An Taisce says the EU biofuels policy is failing to meet one of its key aims, namely, to boost self-sufficiency in terms of transport fuels.

An Taisce says that reasonable progress has been made in Ireland to recover used cooking oil from restaurants and take-aways, with the total volume standing at 9.5m litres in 2013. However, compared to the amount recovered domestically, Ireland is importing three times more used cooking oil from Spain, and one-and-a-half times more used cooking oil from the UK, and overall, imports of used cooking oil (UCO) outweigh domestically recovered UCO by seven times.

Taking the sector as a whole, around half of all the biofuel used in Ireland is derived from used cooking oil (49%), one quarter comes from corn (24%), while tallow from meat rendering plants makes up one in every eight litres (12.5%). The other feedstocks that go to make biofuel used in Ireland are wheat (7.6%), sugar beet (4.3%), sugar cane (3%), and palm oil mill effluent (0.9), and rape seed (0.3%).

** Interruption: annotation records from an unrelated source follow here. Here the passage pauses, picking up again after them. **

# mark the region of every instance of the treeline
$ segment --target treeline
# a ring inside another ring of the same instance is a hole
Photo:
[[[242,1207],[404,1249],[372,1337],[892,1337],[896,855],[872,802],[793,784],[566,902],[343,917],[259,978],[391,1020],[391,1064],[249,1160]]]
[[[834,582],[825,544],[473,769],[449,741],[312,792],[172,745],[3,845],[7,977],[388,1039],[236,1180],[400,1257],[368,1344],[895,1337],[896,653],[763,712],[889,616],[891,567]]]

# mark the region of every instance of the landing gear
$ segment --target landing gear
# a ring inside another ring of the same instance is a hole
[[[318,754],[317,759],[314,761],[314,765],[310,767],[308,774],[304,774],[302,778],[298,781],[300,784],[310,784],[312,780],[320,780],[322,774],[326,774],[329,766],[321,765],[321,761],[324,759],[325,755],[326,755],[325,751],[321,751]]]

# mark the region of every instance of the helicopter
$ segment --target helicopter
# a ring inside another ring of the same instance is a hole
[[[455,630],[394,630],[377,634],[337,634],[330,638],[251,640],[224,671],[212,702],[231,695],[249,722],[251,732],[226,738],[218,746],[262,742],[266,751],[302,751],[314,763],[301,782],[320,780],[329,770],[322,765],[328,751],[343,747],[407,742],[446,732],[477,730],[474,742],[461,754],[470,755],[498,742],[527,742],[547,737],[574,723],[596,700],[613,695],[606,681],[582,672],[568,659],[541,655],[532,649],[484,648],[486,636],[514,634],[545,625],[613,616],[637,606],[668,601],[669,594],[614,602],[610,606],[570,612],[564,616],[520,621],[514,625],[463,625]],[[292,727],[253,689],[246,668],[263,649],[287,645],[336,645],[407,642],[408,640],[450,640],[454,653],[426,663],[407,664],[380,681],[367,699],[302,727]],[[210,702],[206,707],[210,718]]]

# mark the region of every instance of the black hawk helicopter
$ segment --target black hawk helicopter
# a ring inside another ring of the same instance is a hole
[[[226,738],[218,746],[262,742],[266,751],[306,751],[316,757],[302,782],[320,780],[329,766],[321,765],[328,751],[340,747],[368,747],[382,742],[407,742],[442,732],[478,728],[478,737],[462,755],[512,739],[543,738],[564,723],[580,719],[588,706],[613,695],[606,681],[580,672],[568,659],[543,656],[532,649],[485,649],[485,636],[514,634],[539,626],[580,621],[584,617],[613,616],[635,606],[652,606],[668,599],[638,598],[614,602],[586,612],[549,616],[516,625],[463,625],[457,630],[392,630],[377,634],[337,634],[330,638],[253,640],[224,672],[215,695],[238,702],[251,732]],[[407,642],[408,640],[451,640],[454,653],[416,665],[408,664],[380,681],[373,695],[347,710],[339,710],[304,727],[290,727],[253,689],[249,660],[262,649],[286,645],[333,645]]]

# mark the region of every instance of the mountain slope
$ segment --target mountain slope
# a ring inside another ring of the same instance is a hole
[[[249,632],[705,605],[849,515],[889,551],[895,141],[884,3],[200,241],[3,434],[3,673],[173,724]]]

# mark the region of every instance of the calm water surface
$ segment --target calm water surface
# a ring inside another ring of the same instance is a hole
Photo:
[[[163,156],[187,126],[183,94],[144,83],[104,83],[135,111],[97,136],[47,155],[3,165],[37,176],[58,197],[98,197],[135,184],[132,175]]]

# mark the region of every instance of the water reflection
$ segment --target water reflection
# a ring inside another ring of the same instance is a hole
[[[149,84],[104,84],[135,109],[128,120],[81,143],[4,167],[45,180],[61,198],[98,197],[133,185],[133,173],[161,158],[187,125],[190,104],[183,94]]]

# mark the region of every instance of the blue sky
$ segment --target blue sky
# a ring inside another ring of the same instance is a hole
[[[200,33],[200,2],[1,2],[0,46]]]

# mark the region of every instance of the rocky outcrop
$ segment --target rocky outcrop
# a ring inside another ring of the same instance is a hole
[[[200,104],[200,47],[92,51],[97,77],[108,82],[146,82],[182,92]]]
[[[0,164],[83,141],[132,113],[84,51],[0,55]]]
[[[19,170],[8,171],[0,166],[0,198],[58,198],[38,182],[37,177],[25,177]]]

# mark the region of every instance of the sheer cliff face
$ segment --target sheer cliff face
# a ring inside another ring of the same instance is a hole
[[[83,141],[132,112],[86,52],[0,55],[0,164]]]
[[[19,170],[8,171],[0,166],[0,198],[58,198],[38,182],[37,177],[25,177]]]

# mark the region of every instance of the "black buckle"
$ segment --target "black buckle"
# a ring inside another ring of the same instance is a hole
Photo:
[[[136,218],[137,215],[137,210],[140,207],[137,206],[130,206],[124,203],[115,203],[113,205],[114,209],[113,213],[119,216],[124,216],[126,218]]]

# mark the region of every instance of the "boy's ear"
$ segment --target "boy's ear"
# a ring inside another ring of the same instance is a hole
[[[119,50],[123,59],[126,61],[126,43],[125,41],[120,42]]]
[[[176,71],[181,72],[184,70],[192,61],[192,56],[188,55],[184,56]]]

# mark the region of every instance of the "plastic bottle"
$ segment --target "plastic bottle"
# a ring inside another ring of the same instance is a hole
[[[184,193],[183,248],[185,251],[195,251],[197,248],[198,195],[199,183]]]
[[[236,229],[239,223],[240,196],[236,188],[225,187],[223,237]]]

The analysis by An Taisce comes as EU energy Ministers are today expected to approve a limit on the amount of land-based biofuels that can be counted towards the requirement that renewables make up 10% of transport fuel by 2020. The new limit, set at 7%, aims to stem competition from biofuel for land, with EU policy responsible for a significant part of the global tension between fuel and food.

At issue also is ‘Indirect Land Use Change’ (or ILUC), whereby food production in lower-income countries is pushed into more marginal land as international companies buy up premium land for fuel crops to supply mainly EU and US markets.

Research, it says, is also showing that biofuels do not reduce emissions as much as originally thought, and some do not reduce it at all.

An Taisce points out that EU policy is not sustainable. In the European Union as a whole, the percentage of imports is similar to Ireland (approaching 85%). If current policy is pursued, it will take 70 million hectares of land to supply the European Union’s biofuel demand, an area equivalent to the size of Sweden and Poland combined.

“In terms of reducing emissions most biofuels remain very much unproven”, according to James Nix, Policy Director at An Taisce, adding that “EU policy initiatives need to be directed much more towards energy savings than biofuel”.